Он сжал руки и тоскливо смотрел в даль.

– Или вот этот, Ивановский… Бросил службу, стал писателем. Он живёт высшим существованием, он славен, и до глубокой старости будет улыбаться ему жизнь. Он тоже молод. А тот, Неказистов? Генерал в тридцать шесть лет, имя его гремит в газетах, он одержал несколько побед и, должно быть, утопает в блаженстве. Нет, родится же человек в сорочке! Какая несправедливость! Одному знакомы все высшие радости, другой захлёбывается в болоте. За что?

Над равниной поднялся тонкий белый туман. Вечерняя свежесть охватила Пленина.

– Когда я сравню свою жизнь с жизнью отца, то получается поразительное сходство. Тоже он был чиновником и гнул спину, также вечно ссорился с покойной матушкой. Это уж в крови, это роковое, тут закон наследственности! И как подумаешь, что я считал отца отжившим человеком, врагом прогресса, слепцом!..

Он закрыл лицо руками.

Молодая девушка приблизилась к нему. Она с безмолвным любопытством смотрела на его склонённую фигуру. Она была высока и стройна. Чёрные кольца волос развевал ветерок. И большие огнистые глаза глядели лукаво и пугливо.

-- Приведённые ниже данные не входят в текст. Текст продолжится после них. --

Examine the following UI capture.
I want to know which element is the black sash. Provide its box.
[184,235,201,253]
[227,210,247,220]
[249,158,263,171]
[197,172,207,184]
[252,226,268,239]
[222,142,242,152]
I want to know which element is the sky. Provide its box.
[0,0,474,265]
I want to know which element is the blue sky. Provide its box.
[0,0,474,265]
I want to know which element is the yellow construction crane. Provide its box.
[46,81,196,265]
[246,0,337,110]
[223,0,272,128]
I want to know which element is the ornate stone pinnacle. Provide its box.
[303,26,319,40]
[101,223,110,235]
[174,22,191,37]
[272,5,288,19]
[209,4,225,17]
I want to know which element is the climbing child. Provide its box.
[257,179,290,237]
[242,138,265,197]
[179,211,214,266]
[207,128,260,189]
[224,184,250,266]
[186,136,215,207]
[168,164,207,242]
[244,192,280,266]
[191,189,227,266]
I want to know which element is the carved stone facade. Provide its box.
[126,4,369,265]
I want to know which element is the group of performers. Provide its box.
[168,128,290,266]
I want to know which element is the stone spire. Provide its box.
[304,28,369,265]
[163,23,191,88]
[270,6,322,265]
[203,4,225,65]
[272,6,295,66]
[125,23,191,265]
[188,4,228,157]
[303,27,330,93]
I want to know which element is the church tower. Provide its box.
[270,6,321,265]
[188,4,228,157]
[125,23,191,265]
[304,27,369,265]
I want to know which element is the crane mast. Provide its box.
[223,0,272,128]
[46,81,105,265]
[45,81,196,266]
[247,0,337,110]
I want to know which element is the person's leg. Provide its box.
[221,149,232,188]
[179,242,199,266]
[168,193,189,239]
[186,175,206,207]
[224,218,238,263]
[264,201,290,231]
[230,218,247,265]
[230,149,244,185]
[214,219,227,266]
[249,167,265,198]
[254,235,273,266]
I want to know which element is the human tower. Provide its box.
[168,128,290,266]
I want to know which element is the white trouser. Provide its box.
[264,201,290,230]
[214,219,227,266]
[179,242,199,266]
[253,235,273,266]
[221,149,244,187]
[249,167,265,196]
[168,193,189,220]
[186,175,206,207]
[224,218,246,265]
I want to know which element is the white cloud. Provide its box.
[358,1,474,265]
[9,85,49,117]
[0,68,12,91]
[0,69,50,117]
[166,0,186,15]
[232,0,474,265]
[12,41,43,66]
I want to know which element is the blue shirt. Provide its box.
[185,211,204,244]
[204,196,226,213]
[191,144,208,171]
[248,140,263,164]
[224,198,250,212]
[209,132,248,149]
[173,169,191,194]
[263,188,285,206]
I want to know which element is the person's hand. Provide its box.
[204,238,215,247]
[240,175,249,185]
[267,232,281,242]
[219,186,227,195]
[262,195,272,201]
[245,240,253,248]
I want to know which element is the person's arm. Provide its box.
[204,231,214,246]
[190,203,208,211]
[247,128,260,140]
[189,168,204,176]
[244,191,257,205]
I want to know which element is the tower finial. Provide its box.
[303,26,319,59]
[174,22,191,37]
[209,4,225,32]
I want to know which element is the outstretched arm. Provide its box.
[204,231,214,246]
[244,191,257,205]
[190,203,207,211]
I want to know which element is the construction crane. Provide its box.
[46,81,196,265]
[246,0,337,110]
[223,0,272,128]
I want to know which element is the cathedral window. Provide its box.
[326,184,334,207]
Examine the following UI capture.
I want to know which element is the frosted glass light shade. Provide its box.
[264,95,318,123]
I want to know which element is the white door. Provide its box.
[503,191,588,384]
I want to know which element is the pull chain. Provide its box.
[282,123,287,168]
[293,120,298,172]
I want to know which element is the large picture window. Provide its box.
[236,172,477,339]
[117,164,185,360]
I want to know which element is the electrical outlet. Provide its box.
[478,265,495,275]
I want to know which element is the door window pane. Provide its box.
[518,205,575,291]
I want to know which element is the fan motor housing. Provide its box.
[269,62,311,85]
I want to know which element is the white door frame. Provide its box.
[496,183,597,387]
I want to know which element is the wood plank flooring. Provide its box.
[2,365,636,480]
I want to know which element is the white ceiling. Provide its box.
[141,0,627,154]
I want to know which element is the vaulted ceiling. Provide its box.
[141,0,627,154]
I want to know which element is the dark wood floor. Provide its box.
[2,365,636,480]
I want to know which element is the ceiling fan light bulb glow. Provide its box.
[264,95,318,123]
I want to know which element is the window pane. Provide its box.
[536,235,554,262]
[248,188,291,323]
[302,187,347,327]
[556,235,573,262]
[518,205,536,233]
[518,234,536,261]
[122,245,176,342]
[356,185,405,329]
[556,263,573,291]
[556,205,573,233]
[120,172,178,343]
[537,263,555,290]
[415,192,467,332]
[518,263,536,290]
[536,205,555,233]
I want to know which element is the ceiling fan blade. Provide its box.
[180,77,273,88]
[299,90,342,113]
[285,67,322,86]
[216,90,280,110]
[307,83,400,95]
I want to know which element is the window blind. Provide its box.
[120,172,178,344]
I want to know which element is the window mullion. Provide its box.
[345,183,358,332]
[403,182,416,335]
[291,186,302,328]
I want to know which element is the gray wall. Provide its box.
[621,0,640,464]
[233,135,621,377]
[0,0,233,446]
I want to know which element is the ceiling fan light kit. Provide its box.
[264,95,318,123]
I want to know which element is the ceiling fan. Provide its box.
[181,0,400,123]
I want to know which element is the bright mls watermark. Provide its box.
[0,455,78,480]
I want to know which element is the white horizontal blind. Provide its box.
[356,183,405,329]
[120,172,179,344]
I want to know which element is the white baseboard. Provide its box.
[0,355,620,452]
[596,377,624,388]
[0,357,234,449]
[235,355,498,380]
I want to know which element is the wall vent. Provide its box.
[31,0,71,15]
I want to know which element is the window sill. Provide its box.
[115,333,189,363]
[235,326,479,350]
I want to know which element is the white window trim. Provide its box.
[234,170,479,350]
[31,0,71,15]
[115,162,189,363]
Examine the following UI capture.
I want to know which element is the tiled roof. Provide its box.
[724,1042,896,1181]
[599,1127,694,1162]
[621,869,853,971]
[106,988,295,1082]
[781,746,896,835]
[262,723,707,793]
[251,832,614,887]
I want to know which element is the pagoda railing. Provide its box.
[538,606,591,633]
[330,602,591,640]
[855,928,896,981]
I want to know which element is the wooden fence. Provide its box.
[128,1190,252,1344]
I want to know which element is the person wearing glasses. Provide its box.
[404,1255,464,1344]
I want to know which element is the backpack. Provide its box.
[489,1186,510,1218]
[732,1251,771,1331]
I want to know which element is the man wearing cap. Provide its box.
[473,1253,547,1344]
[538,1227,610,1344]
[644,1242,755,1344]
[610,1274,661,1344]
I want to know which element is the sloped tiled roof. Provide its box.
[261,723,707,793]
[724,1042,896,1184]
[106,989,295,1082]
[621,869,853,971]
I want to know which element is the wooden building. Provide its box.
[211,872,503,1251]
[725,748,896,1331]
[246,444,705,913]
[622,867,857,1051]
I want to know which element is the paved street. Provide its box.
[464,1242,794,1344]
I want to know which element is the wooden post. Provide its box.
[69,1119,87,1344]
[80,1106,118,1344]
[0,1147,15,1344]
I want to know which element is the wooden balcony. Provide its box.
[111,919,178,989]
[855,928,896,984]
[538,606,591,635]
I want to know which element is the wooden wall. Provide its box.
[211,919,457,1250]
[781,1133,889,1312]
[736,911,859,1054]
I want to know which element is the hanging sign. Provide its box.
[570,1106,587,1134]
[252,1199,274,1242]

Шорох, произведённый ею, заставил Пленина отнять руки. Он с недоумением глянул на девушку. Откуда взялась она?

Она была без шляпки, и её смуглая кожа имела золотистый оттенок, губы алели как пурпур. На бело-розовом волнистом платье пестрели букетики живых цветов – анютиных глазок, васильков, спелой земляники. Из тех же цветов и ягод висел венок у неё на руке.

– Кто вы? – спросил он.

Она не ответила. Тень тревоги скользнула по её лицу. Алые губы насмешливо дрогнули.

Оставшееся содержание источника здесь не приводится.